膣に収まったままの肉棒にも、また硬さが甦っていた。
盛りがついているくらいだから、一度や二度では終わらないのだろう。
つき合えるだけはつき合ってあげようと、かごめは思った。
その中で、ほんの少しだが、犬夜叉の行為に対する期待もあり、少女の顔を赤く染めるのだった。

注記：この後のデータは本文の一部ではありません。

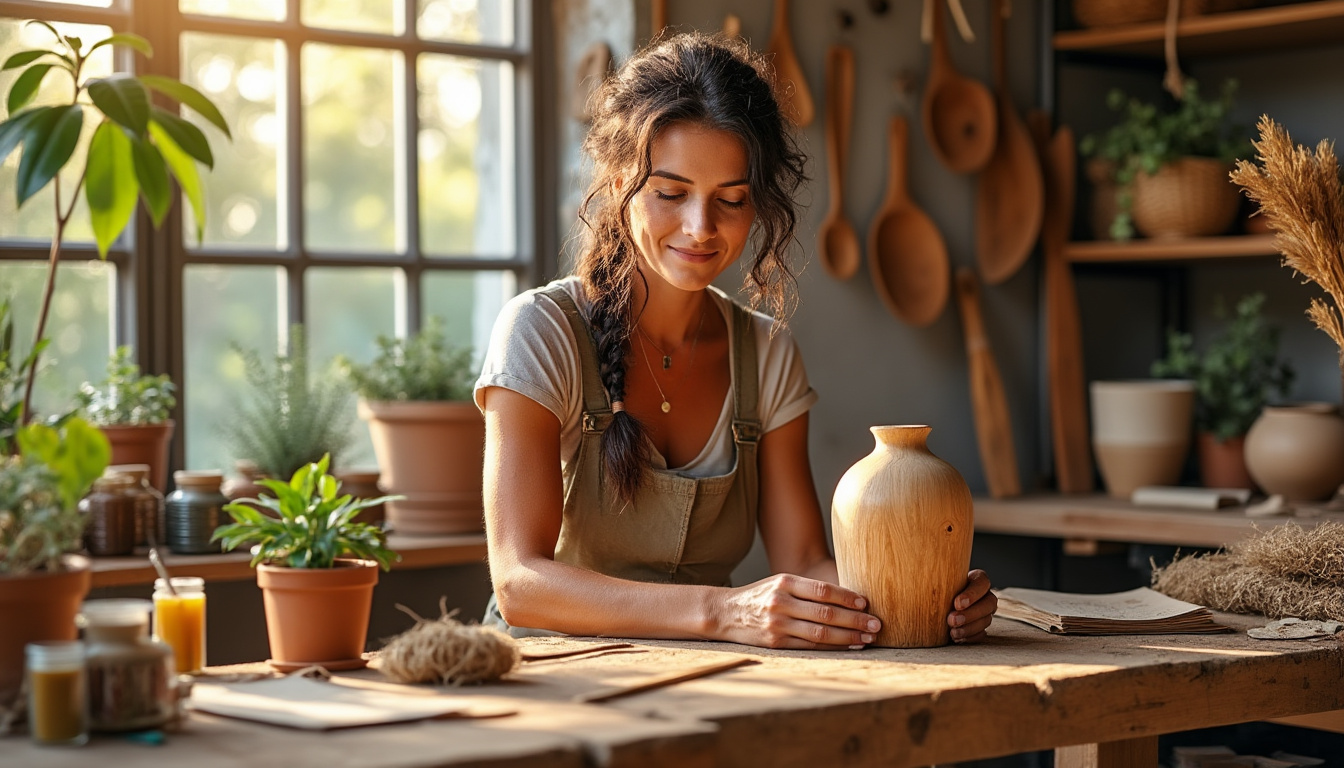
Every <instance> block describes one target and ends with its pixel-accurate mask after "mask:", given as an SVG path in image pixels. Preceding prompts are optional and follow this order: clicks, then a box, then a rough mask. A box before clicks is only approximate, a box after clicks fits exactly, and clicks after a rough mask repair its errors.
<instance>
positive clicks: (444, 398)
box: [344, 317, 485, 535]
mask: <svg viewBox="0 0 1344 768" xmlns="http://www.w3.org/2000/svg"><path fill="white" fill-rule="evenodd" d="M378 347H379V352H378V355H376V356H375V358H374V360H372V362H370V363H368V364H356V363H352V362H349V360H344V364H345V369H347V371H348V374H349V378H351V381H352V382H353V383H355V390H356V391H358V393H359V395H360V401H359V416H360V418H363V420H364V421H367V422H368V432H370V436H371V437H372V441H374V452H375V453H376V455H378V464H379V469H380V471H382V486H383V487H384V488H386V490H388V491H391V492H394V494H399V495H402V496H405V499H402V500H398V502H392V503H390V504H387V522H388V526H390V527H391V529H392V530H395V531H398V533H403V534H413V535H437V534H461V533H477V531H480V530H481V527H482V521H481V515H482V503H481V473H482V469H484V468H482V456H484V445H485V420H484V418H482V417H481V413H480V410H477V408H476V405H474V404H473V402H472V383H473V382H474V379H476V374H477V371H476V366H474V363H473V360H472V351H470V348H466V347H461V346H456V344H452V343H449V340H448V336H446V334H445V331H444V324H442V323H441V321H439V320H438V319H433V317H431V319H430V321H429V323H426V325H425V328H422V330H421V332H419V334H415V335H414V336H411V338H410V339H390V338H387V336H380V338H379V339H378Z"/></svg>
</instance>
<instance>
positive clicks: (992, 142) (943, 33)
mask: <svg viewBox="0 0 1344 768" xmlns="http://www.w3.org/2000/svg"><path fill="white" fill-rule="evenodd" d="M925 11H927V12H931V13H933V62H931V65H930V67H929V81H927V82H926V83H925V101H923V128H925V135H926V136H927V137H929V144H930V145H933V151H934V155H937V156H938V160H939V161H941V163H942V164H943V165H946V167H948V168H949V169H950V171H953V172H954V174H973V172H976V171H978V169H981V168H984V167H985V163H988V161H989V156H991V155H993V152H995V139H996V135H997V130H999V128H997V125H999V120H997V116H996V114H995V97H993V95H992V94H991V93H989V89H986V87H985V86H984V85H981V83H980V82H978V81H974V79H972V78H968V77H962V75H961V74H958V73H957V70H956V69H954V67H953V65H952V54H950V52H949V51H948V30H946V26H945V23H943V19H942V0H925Z"/></svg>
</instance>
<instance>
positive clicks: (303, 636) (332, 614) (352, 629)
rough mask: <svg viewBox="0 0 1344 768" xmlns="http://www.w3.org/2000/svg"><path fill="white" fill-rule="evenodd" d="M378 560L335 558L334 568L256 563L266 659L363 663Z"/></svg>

* - * - * - * - * - *- * - *


「ん……」

ふと、かごめは目を覚ました。
洞窟の入り口から洩れる光が少し明るい気がする。
月明かりの弱々しいそれでなく、力強い日の光のようだ。

夕べは、あれから二度愛し合った。
かごめにとって、それはまさに「愛し合う」行為であり、肉欲はあまり感じなかった。
こうして犬夜叉と肌を触れ合わせているだけで安心できた。

その犬夜叉は、かごめに背を向ける格好で眠りこけている。
充分に満足出来たようであり、あれから夜鳴きすることもなかった。
その背に手を合わせてみる。
彼の体温が嬉しかった。

かごめは頭の上をまさぐり、自分の服を見つけた。
手探りで腕時計を見つけると、薄明かりに透かして時間を確認する。

「四時……半か」

どういう理由かわからないが、時空の井戸を抜け、戦国の世に来ても時計は狂わないらしく、正しい
時刻を刻んでいる。
そろそろ夜明けのようだ。
珊瑚らが起きる前に帰ろうと思い、犬夜叉を起こさぬようにそっと抜け出し、服を着た。
軽く伸びをして入り口に立つ。
夜明け前の冷気が肌に心地良い。

「あれ?」

森の向こうにちらりと光るものがある。
目を凝らしていると、それはどんどんと遠ざかるようだ。
まだ覚醒しきれない頭でぼんやりと考える。
前にどっかで見たような……。

「あっ……」

思い出した。
ばっちり目が覚めた。
かごめは慌てて犬夜叉の寝床に走った。

「犬夜叉、起きてっ!」
「いだだだだっっ!!」

ピンと立った耳を思い切り引っ張られて半妖が悲鳴を上げた。

「てっ、てめえ、いきなり何しやがる!」
「早く起きなさいよ、行くわよっ!」
「行くってなんだよ。おめえ、またイキたいのかよ」
「ばかっっ!!」

バッチーーン!

かごめが遠慮会釈なく、思い切り犬夜叉の横っ面をしばいた。